In den letzten Wochen haben die US-Behörden einen weiteren Tanker in der Karibik beschlagnahmt, was das sechste Schiff in dieser Serie darstellt. Diese Tanker waren allesamt mit venezolanischem Öl beladen oder transportierten es, was den Druck auf die venezolanische Regierung erhöht. Die US-Regierung setzt damit Sanktionen und Beschlagnahmungen ein, um die Einnahmen aus dem Ölverkauf zu minimieren, welche die wichtigste Devisenquelle für Venezuela sind. Kleine Zeitung berichtet, dass eine verstärkte US-Präsenz in der Region auch durch ein bevorstehendes Treffen zwischen dem ehemaligen Präsidenten Donald Trump und dem von der US-Regierung unterstützten venezolanischen Oppositionsführer Juan Guaidó verdeutlicht werden soll.
Die US-Politik bezüglich Venezuela wurde von republikanischen Senatoren stark unterstützt, wobei eine Resolution, die Trump Militäraktionen ohne Genehmigung des Kongresses untersagt hätte, jüngst mit 51 zu 50 Stimmen blockiert wurde. Der Vizepräsident JD Vance gab den entscheidenden Ausschlag. Trump übte Druck auf Parteikollegen aus, die für die Resolution gestimmt hätten, und nur drei republikanische Senatoren stimmten mit den Demokraten.
Wirtschaftliche Interessen und Ölreserven
Die wirtschaftlichen Interessen der USA in Venezuela, insbesondere im Hinblick auf die Ölreserven, sind enorm. Trump bekräftigte, dass er von „gestohlenem Öl“ spricht, das er mit Unterstützung nordamerikanischer Firmen zurückholen möchte. Venezuela verfügt über die größten Ölreserven der Welt mit etwa 303 Milliarden Barrel, was 17 Prozent der globalen Reserven entspricht. Diese sind vor allem im Orinoco-Gürtel konzentriert, einer Region von 55.000 Quadratkilometern. Dennoch fiel die Fördermenge im Jahr 2025 auf gerade einmal 1,1 Millionen Barrel pro Tag, was nur einem Prozent der weltweiten Ölproduktion entspricht.Tagesschau hebt hervor, dass die Produktion weniger als ein Drittel der Menge aus den 1970er Jahren ausmacht und die US-Ölindustrie schon seit den 1920er Jahren stark in Venezuela engagiert ist.
Die historischen Spannungen zwischen den USA und Venezuela haben ihren Ursprung in der Verstaatlichung der Ölindustrie durch Hugo Chávez im Jahr 2007, als US-Unternehmen weitgehend enteignet wurden. Trump bezeichnet diese Enteignung als „einen der größten Diebstähle amerikanischen Eigentums“. Experten weisen jedoch darauf hin, dass US-Firmen keinen Rechtsanspruch auf die Ressourcen haben.N-TV beschreibt die aktuellen Bemühungen um die Wiederherstellung der Ölproduktion als kritische Voraussetzung für eine wirtschaftliche Stabilität in Venezuela.

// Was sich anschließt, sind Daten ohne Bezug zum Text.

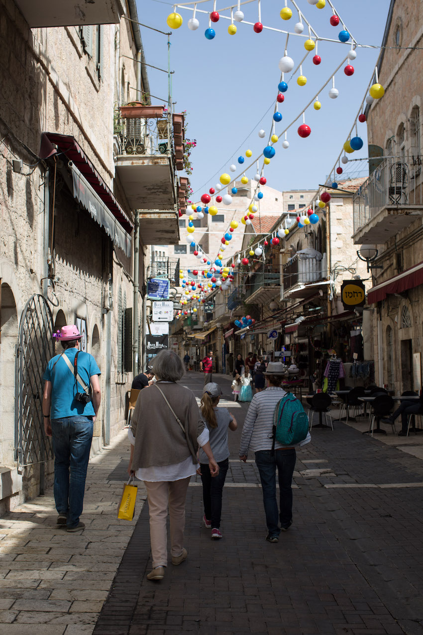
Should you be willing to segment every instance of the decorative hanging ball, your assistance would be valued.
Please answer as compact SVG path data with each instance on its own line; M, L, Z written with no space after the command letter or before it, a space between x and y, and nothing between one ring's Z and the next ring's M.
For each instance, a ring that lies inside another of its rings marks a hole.
M182 24L182 16L179 13L169 13L166 20L166 23L169 29L179 29Z
M271 159L276 154L276 150L271 145L266 145L263 150L263 154L266 159Z
M284 55L283 57L281 57L278 63L279 70L282 73L289 73L294 68L294 60L292 57L289 57L288 55ZM282 84L282 82L280 83ZM279 84L280 86L280 84ZM281 93L283 91L279 88ZM286 90L286 88L285 88Z
M381 84L374 84L368 91L374 99L380 99L385 94L385 89Z
M363 139L361 137L353 137L349 142L353 150L361 150L363 147Z
M200 26L200 22L197 18L190 18L188 21L188 28L190 31L196 31Z
M298 134L300 137L302 137L303 139L308 137L311 132L311 128L309 126L308 126L306 123L302 123L297 130Z

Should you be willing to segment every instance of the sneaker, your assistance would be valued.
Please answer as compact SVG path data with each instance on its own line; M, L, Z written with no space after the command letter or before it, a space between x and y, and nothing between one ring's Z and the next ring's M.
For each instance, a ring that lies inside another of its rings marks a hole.
M172 565L180 565L181 562L186 560L188 557L188 551L186 549L183 549L182 550L182 553L180 556L172 556Z
M80 529L85 529L85 525L82 521L79 521L75 527L68 527L66 531L69 532L79 531Z
M207 529L211 528L211 521L207 519L207 518L205 518L205 514L204 514L204 516L203 516L203 523L204 523Z

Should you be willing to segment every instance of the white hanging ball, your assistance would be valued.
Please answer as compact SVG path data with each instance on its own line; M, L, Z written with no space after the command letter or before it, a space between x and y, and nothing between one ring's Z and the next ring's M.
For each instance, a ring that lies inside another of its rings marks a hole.
M294 60L288 55L281 57L279 60L279 70L282 73L289 73L294 68Z
M197 18L190 18L188 21L188 28L190 31L195 31L200 26L200 22Z

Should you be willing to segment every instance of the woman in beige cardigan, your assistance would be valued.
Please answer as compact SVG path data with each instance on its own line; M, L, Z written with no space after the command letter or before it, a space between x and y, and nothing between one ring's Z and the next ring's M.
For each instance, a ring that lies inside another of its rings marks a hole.
M153 558L147 578L162 580L167 565L168 507L172 564L180 565L188 555L183 547L185 499L197 468L198 446L209 458L212 476L219 473L219 466L193 393L176 383L184 375L179 356L162 351L151 366L157 382L141 391L137 399L128 432L128 472L143 481L147 490Z

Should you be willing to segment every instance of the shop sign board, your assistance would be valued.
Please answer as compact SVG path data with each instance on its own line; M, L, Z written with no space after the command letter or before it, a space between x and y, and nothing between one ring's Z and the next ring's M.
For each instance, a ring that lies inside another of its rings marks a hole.
M366 290L360 280L344 280L341 288L341 298L346 309L362 307L366 301Z

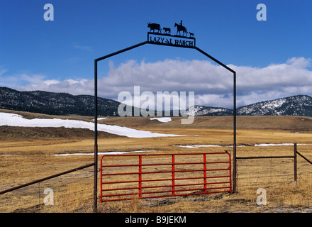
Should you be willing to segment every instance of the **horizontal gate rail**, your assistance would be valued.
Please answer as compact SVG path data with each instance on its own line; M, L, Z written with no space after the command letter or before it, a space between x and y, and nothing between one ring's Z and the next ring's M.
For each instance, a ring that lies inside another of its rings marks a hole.
M105 155L101 158L101 202L231 192L231 188L228 153Z

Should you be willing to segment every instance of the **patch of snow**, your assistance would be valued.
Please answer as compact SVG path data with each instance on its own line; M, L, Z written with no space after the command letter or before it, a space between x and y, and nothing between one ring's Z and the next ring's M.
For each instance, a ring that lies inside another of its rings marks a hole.
M211 148L211 147L221 147L218 145L176 145L176 147L185 148Z
M104 119L107 119L107 118L99 118L98 121L104 120ZM94 121L94 119L92 119L92 121Z
M171 118L152 118L150 120L157 120L160 122L167 123L171 121Z
M87 128L94 130L94 123L77 120L63 120L59 118L53 119L26 119L21 115L0 113L0 126L18 126L18 127L65 127L75 128ZM150 137L166 137L166 136L184 136L182 135L162 134L152 133L150 131L140 131L130 128L118 126L109 126L98 123L98 131L104 131L111 134L124 135L129 138L150 138Z

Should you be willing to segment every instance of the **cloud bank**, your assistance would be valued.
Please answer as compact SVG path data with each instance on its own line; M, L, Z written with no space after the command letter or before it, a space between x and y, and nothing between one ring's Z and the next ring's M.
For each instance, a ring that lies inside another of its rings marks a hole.
M237 72L238 107L280 97L312 94L311 59L293 57L284 63L262 68L228 66ZM28 84L16 86L19 90L94 94L93 79L45 80L42 75L26 74L21 78ZM233 108L233 73L206 60L129 60L118 67L110 62L108 75L99 78L98 84L99 96L113 99L117 99L121 92L133 94L134 86L140 86L141 92L149 91L155 94L166 91L194 92L196 105Z

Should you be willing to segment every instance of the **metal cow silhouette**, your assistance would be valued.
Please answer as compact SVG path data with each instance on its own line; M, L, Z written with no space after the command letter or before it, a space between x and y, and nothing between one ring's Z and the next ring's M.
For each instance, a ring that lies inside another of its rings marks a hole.
M176 23L174 23L174 27L177 27L177 35L179 33L179 35L181 35L181 31L183 31L183 35L184 35L184 33L186 33L186 35L187 35L187 29L184 26L183 26L182 25L179 25L179 24L177 24Z
M153 32L155 32L155 30L157 30L159 33L162 32L162 29L160 28L160 25L158 23L150 23L150 22L147 23L147 28L150 28L150 31L152 31L152 30Z
M162 28L162 29L165 30L164 34L170 34L171 33L171 29L169 28Z

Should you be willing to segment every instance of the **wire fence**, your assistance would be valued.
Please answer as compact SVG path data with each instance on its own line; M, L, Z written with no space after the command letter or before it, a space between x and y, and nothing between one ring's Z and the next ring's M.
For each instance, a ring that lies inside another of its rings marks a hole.
M247 158L238 158L238 189L280 186L312 177L311 163L299 155L296 155L295 159L293 149L294 147L290 145L279 148L252 148ZM306 159L311 160L312 152L310 149L311 145L301 145L298 151L300 150Z

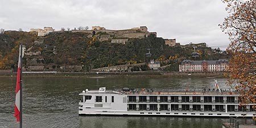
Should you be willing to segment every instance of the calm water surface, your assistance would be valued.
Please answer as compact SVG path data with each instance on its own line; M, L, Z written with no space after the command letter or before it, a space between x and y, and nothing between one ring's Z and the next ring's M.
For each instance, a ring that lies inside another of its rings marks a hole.
M0 77L0 127L19 127L14 117L16 78ZM222 88L226 80L218 79ZM212 88L213 79L23 78L23 127L222 127L228 119L189 117L79 116L86 88Z

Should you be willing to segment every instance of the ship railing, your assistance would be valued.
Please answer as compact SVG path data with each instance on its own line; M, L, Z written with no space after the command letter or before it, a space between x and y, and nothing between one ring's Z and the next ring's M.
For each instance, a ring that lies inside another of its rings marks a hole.
M239 128L239 121L232 117L229 117L229 125L231 128Z
M237 91L232 90L231 89L221 89L221 93L220 93L218 89L176 89L171 90L169 89L133 89L130 91L122 92L120 90L116 90L117 92L121 92L123 93L126 94L172 94L172 93L180 93L177 94L180 94L180 93L184 93L184 94L229 94L232 95L233 94L238 94Z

Aktuelle Entwicklungen und zukünftige Perspektiven
Die USA haben mit dem Verkauf von venezolanischem Öl auf der Grundlage eines neuen Abkommens begonnen, welches ein Gesamtvolumen von zwei Milliarden Dollar umfasst. Nach den ersten Transaktionen beliefen sich die Einnahmen auf rund 500 Millionen Dollar, die auf US-kontrollierten Bankkonten verwahrt werden. Als Reaktion auf diese Entwicklungen hat der venezolanische Staatskonzern PDVSA seine Ölproduktion erhöht. Zudem wird dem US-Ölkonzern Chevron eine erweiterte Lizenz zur Ölförderung in Venezuela in Aussicht gestellt.
Trotz der erhöhten Ölproduktion gibt es Bedenken hinsichtlich der maroden Infrastruktur in der venezolanischen Ölindustrie und der ungewissen politischen Führung in der Zukunft. Historische Beispiele, wie die Konflikte im Irak und Libyen, zeigen, dass US-Firmen nicht immer von Regimewechseln profitieren. Die Ölpreise sind in der letzten Zeit gesunken, aber eine steigende venezolanische Produktion könnte mittelfristig dämpfend auf die Preise wirken, während Chevron als einer der größten Gewinner gilt, ohne jemals vollständig aus dem Land abgezogen zu sein.
Die Situation in Venezuela bleibt somit komplex und die geopolitischen sowie wirtschaftlichen Interessen der USA an den reichhaltigen Ölreserven des Landes sind nach wie vor von zentraler Bedeutung.